O resultado? Um mundo onde eles crescem achando que tudo lhes é devido. Que o mundo é seu palco, e todos os outros — especialmente mulheres, professores, colegas — são figurantes em sua narrativa de protagonismo ininterrupto. E quando, finalmente, encontram um limite, não sabem o que fazer com ele. É verdade que muito se avançou. Não se criam mais meninos a cintada. Nem se amarram emoções deles em cadeados de ferro. O autoritarismo cedeu espaço ao diálogo. O problema é que, muitas vezes, o diálogo virou monólogo infantil, onde os adultos se calam e os filhos discursam.

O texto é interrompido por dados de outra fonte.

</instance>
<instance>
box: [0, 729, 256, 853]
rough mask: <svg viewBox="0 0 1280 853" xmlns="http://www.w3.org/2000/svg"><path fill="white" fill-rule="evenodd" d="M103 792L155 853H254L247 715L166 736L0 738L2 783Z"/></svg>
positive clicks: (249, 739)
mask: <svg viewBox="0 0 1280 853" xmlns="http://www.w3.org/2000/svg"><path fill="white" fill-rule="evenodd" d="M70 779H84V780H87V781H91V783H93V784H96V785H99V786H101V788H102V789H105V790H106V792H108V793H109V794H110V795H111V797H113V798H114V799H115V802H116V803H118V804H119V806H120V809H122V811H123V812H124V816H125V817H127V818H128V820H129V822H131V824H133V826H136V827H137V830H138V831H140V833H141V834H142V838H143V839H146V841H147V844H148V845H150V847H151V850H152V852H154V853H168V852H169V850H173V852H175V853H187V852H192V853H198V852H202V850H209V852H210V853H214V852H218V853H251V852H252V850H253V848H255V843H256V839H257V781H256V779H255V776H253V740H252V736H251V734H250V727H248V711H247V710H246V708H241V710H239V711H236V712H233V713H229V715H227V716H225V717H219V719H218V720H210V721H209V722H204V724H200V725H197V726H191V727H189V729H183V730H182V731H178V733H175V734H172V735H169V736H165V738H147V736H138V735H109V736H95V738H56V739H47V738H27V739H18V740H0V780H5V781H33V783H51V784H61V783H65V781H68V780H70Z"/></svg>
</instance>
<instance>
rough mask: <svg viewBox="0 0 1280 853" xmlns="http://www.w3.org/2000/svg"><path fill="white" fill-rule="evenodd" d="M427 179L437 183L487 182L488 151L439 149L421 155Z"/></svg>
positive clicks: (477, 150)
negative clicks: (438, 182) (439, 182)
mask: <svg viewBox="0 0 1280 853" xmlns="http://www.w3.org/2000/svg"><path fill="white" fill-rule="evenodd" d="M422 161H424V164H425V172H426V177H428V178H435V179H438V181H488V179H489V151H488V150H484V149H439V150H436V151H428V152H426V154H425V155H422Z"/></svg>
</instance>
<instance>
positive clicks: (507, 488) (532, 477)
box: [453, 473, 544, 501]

Muitos pais — principalmente pais homens — não sabem como educar seus filhos sem repetir os próprios traumas. Foram ensinados com rigidez, sem afeto, e agora tentam compensar isso com liberdade sem direção. Dizem: “quero que ele tenha o que eu não tive”. Mas se esquecem de que limites não são castigos. São cuidados. Limite é abraço em forma de borda.

A ausência de limites não cria meninos mais felizes. Cria meninos confusos, frustrados e inseguros. Porque, no fundo, toda criança precisa de contenção para crescer com segurança. Quando ninguém lhe diz “aqui não”, ela entende que tudo é permitido. E o mundo real, cruel como é, será o primeiro a lhe provar o contrário com dureza.

O século XXI, com toda sua tecnologia, globalização e discursos inclusivos, ainda não resolveu o enigma de como formar meninos emocionalmente saudáveis. Há um medo coletivo de traumatizá-los. Mas, ironicamente, ao não colocarmos limites claros, estamos justamente traumatizando-os por negligência.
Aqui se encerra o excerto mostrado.